Enrolment down slightly in fall 2013

For the first time in several years, total enrolment at the U of S is down for the start of classes.

By Kris Foster

Compared to last year, this year's enrolment figure of 20,726 is 0.38 per cent, or about 80 students, lower than the previous fall in all degree and non-degree programs, explained Russell Isinger, university registrar.

"We expect variation year to year, and while we've seen a slight decrease this year, we do consider this year's enrolment figure to be quite stable," said Isinger. "This provides us with a snapshot of enrolment to give us an idea of trends prior to our October census day when we gather official numbers."

Some of the trends that the numbers reveal are that while total undergrads (16,937) is down this year—1.14 per cent compared to last year—the number of graduate students (2,795) is up close to five per cent.

The overall numbers of international and out-of province undergraduate students are up 1.44 per cent and 3.84 per cent respectively, Isinger said.

"We have recruited more actively in western Canada and internationally over the last five years, and that helps to explain those increases."

But there was a decrease, a little over five percent, in the number of first-time international undergraduates in direct entry colleges, which Isinger attributes in part to the foreign service strike that is delaying some international students from getting study visas.

"The full extent of this won't be known until census day as more international students may have to withdraw if they cannot secure visas shortly."
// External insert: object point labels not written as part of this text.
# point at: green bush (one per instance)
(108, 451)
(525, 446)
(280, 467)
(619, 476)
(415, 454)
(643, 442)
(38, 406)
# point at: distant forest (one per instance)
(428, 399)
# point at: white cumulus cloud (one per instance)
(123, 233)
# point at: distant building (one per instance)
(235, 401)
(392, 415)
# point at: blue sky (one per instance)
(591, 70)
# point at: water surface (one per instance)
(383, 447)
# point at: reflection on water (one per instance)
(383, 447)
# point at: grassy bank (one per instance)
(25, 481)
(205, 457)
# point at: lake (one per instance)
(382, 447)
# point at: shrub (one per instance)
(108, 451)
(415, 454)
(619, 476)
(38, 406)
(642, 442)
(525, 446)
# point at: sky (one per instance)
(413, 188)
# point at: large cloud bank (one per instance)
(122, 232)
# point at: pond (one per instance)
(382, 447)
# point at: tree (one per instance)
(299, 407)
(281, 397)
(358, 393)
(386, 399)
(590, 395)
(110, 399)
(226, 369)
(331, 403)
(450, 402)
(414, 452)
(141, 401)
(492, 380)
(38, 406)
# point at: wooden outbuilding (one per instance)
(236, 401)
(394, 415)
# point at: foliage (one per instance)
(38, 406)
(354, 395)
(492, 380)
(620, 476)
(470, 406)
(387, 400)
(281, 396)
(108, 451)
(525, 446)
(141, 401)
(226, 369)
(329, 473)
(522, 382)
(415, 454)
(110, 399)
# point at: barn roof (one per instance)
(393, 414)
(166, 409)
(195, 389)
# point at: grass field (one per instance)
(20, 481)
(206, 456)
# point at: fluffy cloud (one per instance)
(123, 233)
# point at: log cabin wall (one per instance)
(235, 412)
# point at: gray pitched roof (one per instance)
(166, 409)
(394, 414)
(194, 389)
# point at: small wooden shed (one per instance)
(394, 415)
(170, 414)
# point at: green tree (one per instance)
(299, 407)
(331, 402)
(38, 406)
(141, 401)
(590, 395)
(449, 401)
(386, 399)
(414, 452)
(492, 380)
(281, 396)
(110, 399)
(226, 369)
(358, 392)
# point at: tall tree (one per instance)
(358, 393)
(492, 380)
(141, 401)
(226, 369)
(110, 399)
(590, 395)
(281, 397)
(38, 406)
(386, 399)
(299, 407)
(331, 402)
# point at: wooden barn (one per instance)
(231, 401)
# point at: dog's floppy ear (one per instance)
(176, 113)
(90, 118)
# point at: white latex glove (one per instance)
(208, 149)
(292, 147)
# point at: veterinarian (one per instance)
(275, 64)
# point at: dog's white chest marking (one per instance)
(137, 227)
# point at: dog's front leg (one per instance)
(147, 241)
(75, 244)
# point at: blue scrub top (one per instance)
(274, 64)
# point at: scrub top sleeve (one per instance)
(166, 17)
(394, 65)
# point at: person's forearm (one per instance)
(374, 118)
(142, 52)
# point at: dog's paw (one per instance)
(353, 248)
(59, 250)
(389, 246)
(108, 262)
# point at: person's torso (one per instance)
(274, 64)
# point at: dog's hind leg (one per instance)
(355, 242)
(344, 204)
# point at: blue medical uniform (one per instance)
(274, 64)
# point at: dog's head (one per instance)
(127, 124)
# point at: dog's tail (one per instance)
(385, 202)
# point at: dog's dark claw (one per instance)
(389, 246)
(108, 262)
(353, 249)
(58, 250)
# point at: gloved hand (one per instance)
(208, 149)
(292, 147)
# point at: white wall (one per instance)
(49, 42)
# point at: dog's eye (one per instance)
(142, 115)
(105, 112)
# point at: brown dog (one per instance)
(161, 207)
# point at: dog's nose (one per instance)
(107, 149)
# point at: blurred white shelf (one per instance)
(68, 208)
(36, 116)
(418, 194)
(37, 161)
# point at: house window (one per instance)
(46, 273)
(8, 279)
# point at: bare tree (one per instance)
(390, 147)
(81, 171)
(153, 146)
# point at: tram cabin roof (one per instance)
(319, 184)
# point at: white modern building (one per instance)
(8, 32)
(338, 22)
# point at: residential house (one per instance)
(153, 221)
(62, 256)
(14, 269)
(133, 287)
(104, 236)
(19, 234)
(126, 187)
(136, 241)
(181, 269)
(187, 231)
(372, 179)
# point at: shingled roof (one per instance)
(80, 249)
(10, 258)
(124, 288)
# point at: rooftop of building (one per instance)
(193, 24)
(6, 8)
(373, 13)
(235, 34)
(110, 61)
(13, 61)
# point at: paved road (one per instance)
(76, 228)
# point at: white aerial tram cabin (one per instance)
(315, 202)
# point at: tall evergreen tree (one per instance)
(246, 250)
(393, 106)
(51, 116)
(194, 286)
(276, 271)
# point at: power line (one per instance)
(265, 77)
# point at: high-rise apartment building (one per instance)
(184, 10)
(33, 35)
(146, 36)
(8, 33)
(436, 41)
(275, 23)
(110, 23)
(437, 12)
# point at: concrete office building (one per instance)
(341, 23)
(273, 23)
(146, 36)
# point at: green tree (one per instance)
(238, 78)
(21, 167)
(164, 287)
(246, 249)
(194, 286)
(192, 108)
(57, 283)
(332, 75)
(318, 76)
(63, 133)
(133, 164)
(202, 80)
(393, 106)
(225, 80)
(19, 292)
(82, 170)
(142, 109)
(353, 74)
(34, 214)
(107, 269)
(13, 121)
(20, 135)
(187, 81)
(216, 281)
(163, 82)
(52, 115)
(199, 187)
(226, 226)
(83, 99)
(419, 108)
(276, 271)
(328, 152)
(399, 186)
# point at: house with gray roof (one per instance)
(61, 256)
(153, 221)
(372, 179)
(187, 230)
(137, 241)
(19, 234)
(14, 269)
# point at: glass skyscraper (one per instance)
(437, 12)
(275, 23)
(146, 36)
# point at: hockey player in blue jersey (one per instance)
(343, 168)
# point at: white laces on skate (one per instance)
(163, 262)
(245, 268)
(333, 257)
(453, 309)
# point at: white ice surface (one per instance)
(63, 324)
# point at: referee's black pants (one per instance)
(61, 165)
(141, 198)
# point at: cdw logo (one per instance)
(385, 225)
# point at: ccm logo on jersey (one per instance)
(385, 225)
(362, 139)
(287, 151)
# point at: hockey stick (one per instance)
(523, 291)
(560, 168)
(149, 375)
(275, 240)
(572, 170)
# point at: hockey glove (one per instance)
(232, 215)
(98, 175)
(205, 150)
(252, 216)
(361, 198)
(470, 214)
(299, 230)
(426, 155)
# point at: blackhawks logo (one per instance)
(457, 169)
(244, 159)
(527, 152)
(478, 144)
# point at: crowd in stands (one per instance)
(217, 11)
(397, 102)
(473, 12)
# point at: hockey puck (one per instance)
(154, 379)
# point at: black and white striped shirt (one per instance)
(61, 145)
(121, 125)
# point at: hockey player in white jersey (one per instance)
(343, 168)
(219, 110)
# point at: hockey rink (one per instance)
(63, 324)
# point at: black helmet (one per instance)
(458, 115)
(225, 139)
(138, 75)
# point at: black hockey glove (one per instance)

Students from closer to home here in Saskatchewan, he continued, declined as well, by almost two per cent.

"First-time students in the direct entry colleges from Saskatchewan are also down, so we are checking with government to see if the total number of high school graduates is down so as to explain this decrease." One area that Isinger called positive has to do with self-declaration of Aboriginal students.

"Over the past year, we introduced new business processes to better collect Aboriginal self-declarations," he said. "There are already 1,728 self-declared Aboriginal students—one of our highest totals ever—and this number typically increases by census day."

This, he cautioned, does not necessarily mean that the U of S is attracting more Aboriginal students, just that the university is making it easier for Aboriginal students to self-declare.

"The numbers look pretty comparable to last year, but we will have more and better information with census day in October."